Por Filipa Barros*
Aconteceu no princípio de Setembro de 1859. Exuberantes espetáculos de auroras boreais foram vistos muito mais a sul do que o habitual. Acompanhou-os algo menos agradável – várias estações de telégrafos ficaram danificadas por faíscas e até por incêndios. Foi a maior perturbação ao campo magnético da Terra registada até hoje. A esta tempestade geomagnética deu-se o nome de evento de Carrington.
Se um evento desta magnitude acontecesse agora, a vida quotidiana como a conhecemos seria severamente posta em risco. Telecomunicações, o fornecimento de energia elétrica, sistemas críticos ligados à navegação aérea, e as vidas dos astronautas são vulneráveis a fenómenos solares que desestabilizam o campo magnético terrestre. O que aconteceu em 1859 foi uma violenta ejeção de material do Sol e que atingiu a Terra – uma ejeção de massa coronal de energia fora do comum. Se algo idêntico nos atingir amanhã, é importante que sejamos capazes de o prever com a maior antecipação possível.
Este tipo de tempestades e eventos começam no Sol e propagam-se pelo espaço. Ao conjunto de fenómenos com impacto no meio orbital envolvente à Terra mas também na atmosfera e superfície do nosso planeta dá-se o nome de meteorologia espacial. Eventos como o de Carrington, em que um pedaço da massa do Sol é expelido (dando-se uma ejeção de massa coronal) são raros porém. Criam apenas habitualmente as belíssimas auroras boreais que se observam a maiores latitudes.
Para que consigamos compreender melhor o que se passa no Sol, os cientistas têm vindo a desenvolver modelos físicos e matemáticos de como este astro funciona. Desenvolveram-se também simuladores que utilizam estes modelos para mimetizar o que acontece no Sol, e perto dele, a 150 milhões de quilómetros, aqui na Terra. Assim se procura antecipar a evolução do seu estado com a antecedência de dias ou de horas.
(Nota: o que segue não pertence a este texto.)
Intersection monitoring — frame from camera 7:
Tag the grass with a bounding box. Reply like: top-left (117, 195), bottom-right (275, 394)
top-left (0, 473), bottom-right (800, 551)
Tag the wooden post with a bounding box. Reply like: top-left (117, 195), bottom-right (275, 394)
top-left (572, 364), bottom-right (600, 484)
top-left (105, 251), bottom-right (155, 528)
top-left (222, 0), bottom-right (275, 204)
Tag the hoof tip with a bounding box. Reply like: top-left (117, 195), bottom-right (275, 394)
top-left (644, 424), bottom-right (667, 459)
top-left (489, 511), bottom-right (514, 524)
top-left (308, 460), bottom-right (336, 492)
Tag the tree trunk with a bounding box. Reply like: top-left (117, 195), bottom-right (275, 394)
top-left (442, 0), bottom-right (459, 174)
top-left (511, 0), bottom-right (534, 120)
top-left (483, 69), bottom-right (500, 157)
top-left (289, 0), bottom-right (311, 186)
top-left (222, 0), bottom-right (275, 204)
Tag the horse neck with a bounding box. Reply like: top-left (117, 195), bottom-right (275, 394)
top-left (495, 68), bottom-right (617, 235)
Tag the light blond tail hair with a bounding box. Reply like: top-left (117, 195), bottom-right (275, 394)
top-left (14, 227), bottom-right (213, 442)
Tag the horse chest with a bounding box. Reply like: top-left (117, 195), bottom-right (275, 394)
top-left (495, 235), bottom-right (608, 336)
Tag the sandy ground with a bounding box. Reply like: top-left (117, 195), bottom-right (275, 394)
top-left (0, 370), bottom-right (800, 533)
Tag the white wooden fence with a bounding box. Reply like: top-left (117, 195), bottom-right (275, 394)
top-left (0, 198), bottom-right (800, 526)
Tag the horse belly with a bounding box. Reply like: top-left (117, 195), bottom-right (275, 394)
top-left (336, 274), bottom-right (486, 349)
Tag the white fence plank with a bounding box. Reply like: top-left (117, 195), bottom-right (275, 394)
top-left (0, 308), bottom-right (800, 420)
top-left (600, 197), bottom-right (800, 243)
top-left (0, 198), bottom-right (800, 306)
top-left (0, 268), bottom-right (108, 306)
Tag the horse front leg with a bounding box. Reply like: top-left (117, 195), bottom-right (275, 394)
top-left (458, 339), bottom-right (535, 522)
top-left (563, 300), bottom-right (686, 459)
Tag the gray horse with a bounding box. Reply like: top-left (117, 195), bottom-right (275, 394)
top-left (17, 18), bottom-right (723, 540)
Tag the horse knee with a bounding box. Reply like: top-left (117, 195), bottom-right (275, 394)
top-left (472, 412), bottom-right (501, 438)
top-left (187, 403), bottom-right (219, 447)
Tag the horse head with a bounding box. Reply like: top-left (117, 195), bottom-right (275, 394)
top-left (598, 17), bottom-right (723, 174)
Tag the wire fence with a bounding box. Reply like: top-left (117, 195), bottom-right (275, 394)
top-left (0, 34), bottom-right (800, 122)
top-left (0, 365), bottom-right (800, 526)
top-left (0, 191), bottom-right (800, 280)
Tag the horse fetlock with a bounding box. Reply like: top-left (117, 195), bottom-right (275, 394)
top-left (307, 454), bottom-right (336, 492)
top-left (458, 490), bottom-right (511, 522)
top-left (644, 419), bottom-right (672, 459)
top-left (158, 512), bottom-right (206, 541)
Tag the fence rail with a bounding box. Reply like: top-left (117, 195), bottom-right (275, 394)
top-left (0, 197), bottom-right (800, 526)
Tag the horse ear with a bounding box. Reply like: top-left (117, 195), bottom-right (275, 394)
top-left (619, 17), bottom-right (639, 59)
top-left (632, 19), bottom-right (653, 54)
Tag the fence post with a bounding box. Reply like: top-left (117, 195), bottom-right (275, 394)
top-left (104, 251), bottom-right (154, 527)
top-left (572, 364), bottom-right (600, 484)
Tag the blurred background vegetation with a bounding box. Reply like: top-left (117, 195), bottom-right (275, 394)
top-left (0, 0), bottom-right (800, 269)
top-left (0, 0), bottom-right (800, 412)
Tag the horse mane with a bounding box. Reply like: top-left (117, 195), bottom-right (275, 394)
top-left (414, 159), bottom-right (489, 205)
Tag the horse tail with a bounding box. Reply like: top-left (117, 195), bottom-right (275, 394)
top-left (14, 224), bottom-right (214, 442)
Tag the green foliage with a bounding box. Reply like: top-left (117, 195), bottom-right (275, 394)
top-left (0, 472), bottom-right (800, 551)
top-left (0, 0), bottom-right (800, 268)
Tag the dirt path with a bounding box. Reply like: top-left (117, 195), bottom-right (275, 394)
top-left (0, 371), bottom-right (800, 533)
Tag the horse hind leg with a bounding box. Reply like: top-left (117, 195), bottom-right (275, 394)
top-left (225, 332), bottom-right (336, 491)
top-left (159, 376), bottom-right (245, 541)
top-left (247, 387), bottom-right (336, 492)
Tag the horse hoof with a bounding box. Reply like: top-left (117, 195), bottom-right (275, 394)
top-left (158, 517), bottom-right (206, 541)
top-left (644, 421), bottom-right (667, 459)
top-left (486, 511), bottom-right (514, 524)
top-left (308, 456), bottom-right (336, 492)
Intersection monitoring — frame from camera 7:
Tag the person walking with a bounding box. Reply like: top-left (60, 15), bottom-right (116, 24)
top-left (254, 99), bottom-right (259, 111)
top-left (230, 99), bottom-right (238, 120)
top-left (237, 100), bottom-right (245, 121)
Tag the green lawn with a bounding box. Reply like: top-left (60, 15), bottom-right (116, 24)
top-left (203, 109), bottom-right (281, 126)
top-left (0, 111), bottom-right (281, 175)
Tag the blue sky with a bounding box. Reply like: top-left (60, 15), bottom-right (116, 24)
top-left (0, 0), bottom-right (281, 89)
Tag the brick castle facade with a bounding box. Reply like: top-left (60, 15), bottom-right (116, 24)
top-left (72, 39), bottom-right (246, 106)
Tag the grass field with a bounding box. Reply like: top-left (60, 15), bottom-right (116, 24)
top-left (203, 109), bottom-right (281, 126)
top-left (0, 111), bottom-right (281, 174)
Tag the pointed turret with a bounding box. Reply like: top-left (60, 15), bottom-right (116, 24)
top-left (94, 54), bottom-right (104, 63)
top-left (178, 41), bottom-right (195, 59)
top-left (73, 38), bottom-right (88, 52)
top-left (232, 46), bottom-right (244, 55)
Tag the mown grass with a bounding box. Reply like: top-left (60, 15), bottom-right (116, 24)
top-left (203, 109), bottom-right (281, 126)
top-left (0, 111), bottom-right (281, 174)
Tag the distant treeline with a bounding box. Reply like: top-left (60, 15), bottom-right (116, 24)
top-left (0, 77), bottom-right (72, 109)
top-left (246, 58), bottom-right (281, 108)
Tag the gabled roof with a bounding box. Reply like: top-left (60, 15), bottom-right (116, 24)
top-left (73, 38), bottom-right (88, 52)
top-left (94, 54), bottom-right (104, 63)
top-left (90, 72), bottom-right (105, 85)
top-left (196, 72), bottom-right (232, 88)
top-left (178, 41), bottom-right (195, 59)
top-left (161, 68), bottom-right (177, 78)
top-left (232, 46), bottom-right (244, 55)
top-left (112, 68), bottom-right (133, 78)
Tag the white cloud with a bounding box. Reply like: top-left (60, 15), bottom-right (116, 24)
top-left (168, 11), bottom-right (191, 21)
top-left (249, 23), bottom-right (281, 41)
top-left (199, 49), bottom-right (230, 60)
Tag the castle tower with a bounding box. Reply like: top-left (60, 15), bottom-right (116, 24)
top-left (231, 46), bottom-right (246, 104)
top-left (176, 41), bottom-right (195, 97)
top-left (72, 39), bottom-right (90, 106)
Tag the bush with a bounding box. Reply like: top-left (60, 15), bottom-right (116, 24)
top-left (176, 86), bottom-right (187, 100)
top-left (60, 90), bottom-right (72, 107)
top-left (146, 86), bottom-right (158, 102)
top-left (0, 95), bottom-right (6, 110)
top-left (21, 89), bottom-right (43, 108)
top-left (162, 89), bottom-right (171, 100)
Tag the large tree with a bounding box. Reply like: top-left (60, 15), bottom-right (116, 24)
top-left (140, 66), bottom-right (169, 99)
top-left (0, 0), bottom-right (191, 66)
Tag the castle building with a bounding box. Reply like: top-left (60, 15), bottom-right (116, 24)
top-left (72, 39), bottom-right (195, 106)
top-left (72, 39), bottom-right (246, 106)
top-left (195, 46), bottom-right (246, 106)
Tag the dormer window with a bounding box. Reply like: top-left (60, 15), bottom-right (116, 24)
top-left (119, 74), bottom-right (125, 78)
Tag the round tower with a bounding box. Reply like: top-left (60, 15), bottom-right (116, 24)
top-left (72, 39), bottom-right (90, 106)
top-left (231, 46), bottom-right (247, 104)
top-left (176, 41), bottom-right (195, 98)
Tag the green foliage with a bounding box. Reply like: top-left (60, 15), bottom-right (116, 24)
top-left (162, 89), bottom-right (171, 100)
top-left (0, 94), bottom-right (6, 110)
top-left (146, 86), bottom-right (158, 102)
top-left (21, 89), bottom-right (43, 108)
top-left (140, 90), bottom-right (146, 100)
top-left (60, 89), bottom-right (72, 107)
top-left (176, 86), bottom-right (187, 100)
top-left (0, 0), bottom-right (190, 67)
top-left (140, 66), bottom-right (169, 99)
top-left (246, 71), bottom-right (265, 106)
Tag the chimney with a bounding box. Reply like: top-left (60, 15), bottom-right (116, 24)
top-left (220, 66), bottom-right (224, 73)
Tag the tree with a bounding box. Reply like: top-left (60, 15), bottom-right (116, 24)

Mais recentemente, alguns simuladores não só consideram a física estelar, mas também dados numéricos do passado, para tentarem aproximar-se ainda mais desta realidade que tentamos compreender e prever. Estes dados provêm de observatórios no solo, como o Swedish Solar Telescope (SST), e de observatórios no espaço, como o Solar and Heliospheric Observatory (SOHO).
No entanto, estes métodos não são determinísticos nem lineares, exigem grande poder de computação e muito tempo para se obterem resultados. Para acelerar a capacidade de previsão em tempo útil, os investigadores têm tentado aplicar aprendizagem computacional a este problema.
A aprendizagem automática ou computacional é um ramo da inteligência artificial que utiliza dados e algoritmos para imitar a maneira como os seres humanos aprendem, com a vantagem de o fazer com muito mais dados e rapidamente do que um humano é capaz. Com exposição a grande volume de informação, os modelos de aprendizagem computacional melhoram gradualmente a precisão das suas previsões.
Os algoritmos de aprendizagem automática estão a ser utilizados também com dados sobre o Sol e na previsão da meteorologia espacial. O Instituto de Astrofísica e Ciências do Espaço (IA), em Portugal, é um dos centros de investigação científica onde está a ser desenvolvido este trabalho. As primeiras experiências indicam que estes métodos, sobretudo com algoritmos previamente treinados, e aliados às simulações físicas convencionais, conseguem de facto ser muito mais rápidos na previsão de tempestades geomagnéticas.
O grande objectivo é que, no futuro, sejamos capazes de antecipar as ejeções de massa coronal do Sol de intensidades extremas e tomar com tempo as medidas necessárias para minimizar os danos que irão ser causados por elas. Por exemplo, poderemos desligar as comunicações momentaneamente, ativar protocolos alternativos de navegação aérea, ou colocar os astronautas numa rota diferente ou num sítio mais seguro.
(*) estudante de doutoramento no Laboratório de Inteligência Artificial e Ciência de Computadores (LIACC), no Instituto de Astrofísica e Ciências do Espaço (IA) e na Faculdade de Ciências da Universidade do Porto (FCUP). É também assistente convidada da Faculdade de Engenharia da Universidade do Porto (FEUP).